Multiplying, dividing, adding, and subtracting can both be done by applying the operation to both sides by with representations of equal expressions. This is essentially the same as multiplying by the same expression, then substituting it on one side for the equivalent alternative.

But taking the square root is not multiplication or division.

x^1/2 means "x multiplied by itself half a time", does it not? Anyway, it seems that one has been done to death a bit - any more?

That's just the thing, it doesn't. If it did, then it would be valid, just like taking the square is.

The problem is that there are two answers to taking the square root, the positive, and the negative root. In our problem 3-5/2 is the positive root (1/2), and 2-5/2 is the negative root. (-1/2) Therefore if you want to take the square root of both sides, you have to also take the absolute value of the result. This absolute value would render the last step invalid.

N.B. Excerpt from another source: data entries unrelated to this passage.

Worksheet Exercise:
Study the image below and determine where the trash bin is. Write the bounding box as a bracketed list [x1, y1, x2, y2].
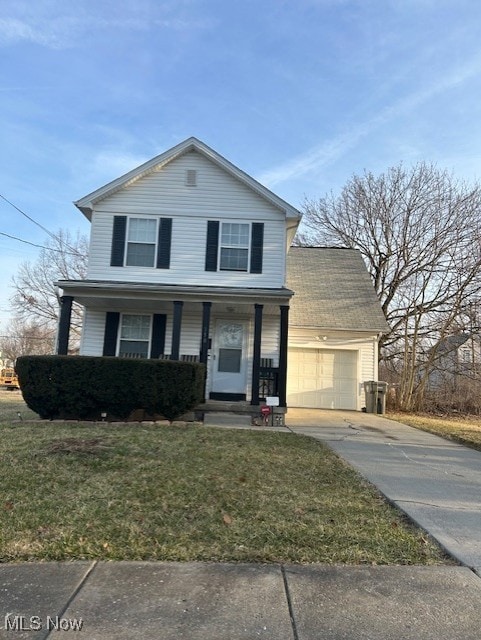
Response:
[364, 380, 387, 413]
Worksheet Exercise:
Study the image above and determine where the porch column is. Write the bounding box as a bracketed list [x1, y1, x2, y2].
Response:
[278, 305, 289, 407]
[251, 304, 264, 405]
[199, 302, 212, 365]
[57, 296, 73, 356]
[170, 300, 184, 360]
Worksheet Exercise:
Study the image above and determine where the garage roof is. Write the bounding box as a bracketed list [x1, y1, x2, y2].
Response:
[287, 247, 389, 333]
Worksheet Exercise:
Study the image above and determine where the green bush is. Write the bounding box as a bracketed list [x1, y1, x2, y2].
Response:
[15, 356, 205, 420]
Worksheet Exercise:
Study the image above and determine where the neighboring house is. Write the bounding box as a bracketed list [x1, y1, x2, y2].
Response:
[427, 333, 481, 390]
[57, 138, 386, 409]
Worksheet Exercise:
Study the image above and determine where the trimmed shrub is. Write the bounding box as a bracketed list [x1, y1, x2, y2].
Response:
[15, 356, 205, 421]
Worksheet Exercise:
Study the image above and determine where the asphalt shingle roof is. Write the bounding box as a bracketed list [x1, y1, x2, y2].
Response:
[287, 247, 388, 332]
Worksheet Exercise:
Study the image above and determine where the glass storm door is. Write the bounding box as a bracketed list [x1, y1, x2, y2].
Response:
[212, 320, 246, 394]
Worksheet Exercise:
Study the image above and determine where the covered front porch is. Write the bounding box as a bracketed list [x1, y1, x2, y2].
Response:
[57, 281, 292, 407]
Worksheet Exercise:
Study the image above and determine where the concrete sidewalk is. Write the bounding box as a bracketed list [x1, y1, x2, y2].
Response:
[287, 409, 481, 576]
[0, 410, 481, 640]
[0, 562, 481, 640]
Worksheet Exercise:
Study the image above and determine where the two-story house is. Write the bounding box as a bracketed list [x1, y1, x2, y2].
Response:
[57, 138, 385, 409]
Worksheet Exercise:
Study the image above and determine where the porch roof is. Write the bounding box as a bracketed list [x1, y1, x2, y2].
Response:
[55, 280, 293, 308]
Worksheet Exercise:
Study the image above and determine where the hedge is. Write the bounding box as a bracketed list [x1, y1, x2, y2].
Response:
[15, 356, 205, 421]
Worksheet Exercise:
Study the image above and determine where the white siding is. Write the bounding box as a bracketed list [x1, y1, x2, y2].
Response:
[80, 309, 105, 356]
[87, 152, 286, 287]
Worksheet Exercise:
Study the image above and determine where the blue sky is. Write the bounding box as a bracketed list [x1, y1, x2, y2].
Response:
[0, 0, 481, 329]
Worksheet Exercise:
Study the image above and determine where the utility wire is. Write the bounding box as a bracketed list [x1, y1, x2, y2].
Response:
[0, 193, 53, 238]
[0, 230, 79, 256]
[0, 193, 79, 256]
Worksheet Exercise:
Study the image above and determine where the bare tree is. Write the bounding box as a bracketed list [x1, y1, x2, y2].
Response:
[11, 229, 88, 348]
[299, 163, 481, 409]
[0, 318, 55, 365]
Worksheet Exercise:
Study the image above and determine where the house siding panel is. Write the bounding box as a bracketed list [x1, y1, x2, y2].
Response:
[87, 153, 286, 287]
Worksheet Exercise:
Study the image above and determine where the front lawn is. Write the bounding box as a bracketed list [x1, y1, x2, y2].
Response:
[386, 413, 481, 450]
[0, 398, 447, 564]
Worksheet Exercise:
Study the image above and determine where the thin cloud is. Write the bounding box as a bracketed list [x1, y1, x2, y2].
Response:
[0, 10, 215, 49]
[258, 56, 481, 188]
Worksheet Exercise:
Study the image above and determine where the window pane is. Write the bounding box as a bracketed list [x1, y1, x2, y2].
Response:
[220, 248, 248, 271]
[128, 218, 157, 243]
[119, 340, 149, 358]
[120, 315, 150, 341]
[127, 242, 155, 267]
[221, 222, 249, 247]
[218, 349, 242, 373]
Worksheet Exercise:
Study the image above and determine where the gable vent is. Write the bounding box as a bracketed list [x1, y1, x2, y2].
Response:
[185, 169, 197, 187]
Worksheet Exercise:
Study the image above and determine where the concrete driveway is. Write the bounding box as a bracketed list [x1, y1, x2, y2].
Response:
[286, 409, 481, 575]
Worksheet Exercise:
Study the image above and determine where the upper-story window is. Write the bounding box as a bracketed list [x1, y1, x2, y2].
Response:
[125, 218, 157, 267]
[110, 216, 172, 269]
[220, 222, 250, 271]
[205, 220, 264, 273]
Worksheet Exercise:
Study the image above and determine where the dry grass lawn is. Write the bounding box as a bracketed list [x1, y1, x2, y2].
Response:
[0, 393, 449, 564]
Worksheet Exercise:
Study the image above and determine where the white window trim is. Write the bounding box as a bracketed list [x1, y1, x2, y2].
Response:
[217, 220, 252, 273]
[116, 312, 152, 359]
[124, 216, 159, 269]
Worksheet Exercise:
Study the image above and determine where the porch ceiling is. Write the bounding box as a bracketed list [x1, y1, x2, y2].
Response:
[56, 280, 293, 313]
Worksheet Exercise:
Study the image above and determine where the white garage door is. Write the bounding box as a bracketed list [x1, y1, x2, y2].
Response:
[287, 349, 357, 409]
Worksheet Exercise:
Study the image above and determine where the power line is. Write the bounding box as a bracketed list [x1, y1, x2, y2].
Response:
[0, 193, 79, 256]
[0, 193, 53, 238]
[0, 230, 79, 256]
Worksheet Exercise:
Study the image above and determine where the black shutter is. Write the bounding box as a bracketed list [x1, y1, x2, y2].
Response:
[150, 313, 167, 358]
[157, 218, 172, 269]
[205, 220, 219, 271]
[110, 216, 127, 267]
[102, 311, 120, 356]
[251, 222, 264, 273]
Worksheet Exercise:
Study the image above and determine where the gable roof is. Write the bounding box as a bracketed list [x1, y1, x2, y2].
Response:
[287, 247, 389, 333]
[74, 137, 302, 220]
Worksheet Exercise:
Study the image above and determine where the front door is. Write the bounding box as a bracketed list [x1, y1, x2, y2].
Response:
[212, 320, 247, 400]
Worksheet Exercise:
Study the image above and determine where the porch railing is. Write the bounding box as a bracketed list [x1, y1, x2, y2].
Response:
[259, 367, 279, 400]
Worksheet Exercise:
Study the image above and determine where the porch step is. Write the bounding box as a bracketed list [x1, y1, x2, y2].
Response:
[204, 411, 252, 427]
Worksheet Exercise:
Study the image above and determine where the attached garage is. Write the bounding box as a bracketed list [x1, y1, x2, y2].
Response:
[286, 247, 389, 411]
[287, 348, 358, 410]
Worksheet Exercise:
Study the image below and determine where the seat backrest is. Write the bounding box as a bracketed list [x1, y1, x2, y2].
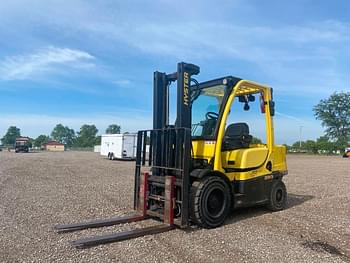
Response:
[222, 122, 253, 151]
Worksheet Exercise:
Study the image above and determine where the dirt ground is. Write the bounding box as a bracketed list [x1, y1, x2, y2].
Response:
[0, 152, 350, 262]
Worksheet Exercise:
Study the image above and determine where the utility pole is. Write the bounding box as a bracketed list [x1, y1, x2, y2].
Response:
[299, 125, 303, 149]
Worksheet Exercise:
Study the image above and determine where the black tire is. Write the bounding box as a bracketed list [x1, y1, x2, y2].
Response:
[190, 176, 231, 228]
[267, 180, 287, 211]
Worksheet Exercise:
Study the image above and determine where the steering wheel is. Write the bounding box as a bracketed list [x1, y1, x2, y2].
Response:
[205, 111, 219, 120]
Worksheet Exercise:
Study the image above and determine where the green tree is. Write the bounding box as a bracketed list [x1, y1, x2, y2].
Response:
[1, 126, 21, 145]
[75, 124, 98, 147]
[106, 124, 120, 134]
[313, 92, 350, 150]
[304, 140, 318, 153]
[34, 134, 50, 147]
[316, 136, 337, 153]
[51, 124, 76, 147]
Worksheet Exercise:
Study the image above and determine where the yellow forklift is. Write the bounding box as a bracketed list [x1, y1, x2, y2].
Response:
[55, 62, 287, 248]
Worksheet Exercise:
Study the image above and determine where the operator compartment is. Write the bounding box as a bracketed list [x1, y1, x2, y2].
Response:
[222, 122, 268, 170]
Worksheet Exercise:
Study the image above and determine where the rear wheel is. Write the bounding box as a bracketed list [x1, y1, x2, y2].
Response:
[267, 180, 287, 211]
[190, 176, 231, 228]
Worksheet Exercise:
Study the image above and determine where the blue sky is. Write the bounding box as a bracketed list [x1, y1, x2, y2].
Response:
[0, 0, 350, 143]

When you're square rooting, you can take either the positive or the negative square root. In that paradox your taking the negative root on one side, and the positive on the other side. Took me a while to figure out mind you.

That's just the thing, it doesn't. If it did, then it would be valid, just like taking the square is.

The problem is that there are two answers to taking the square root, the positive, and the negative root. In our problem 3-5/2 is the positive root (1/2), and 2-5/2 is the negative root. (-1/2) Therefore if you want to take the square root of both sides, you have to also take the absolute value of the result. This absolute value would render the last step invalid.

Oh, OK. I only did O-level maths...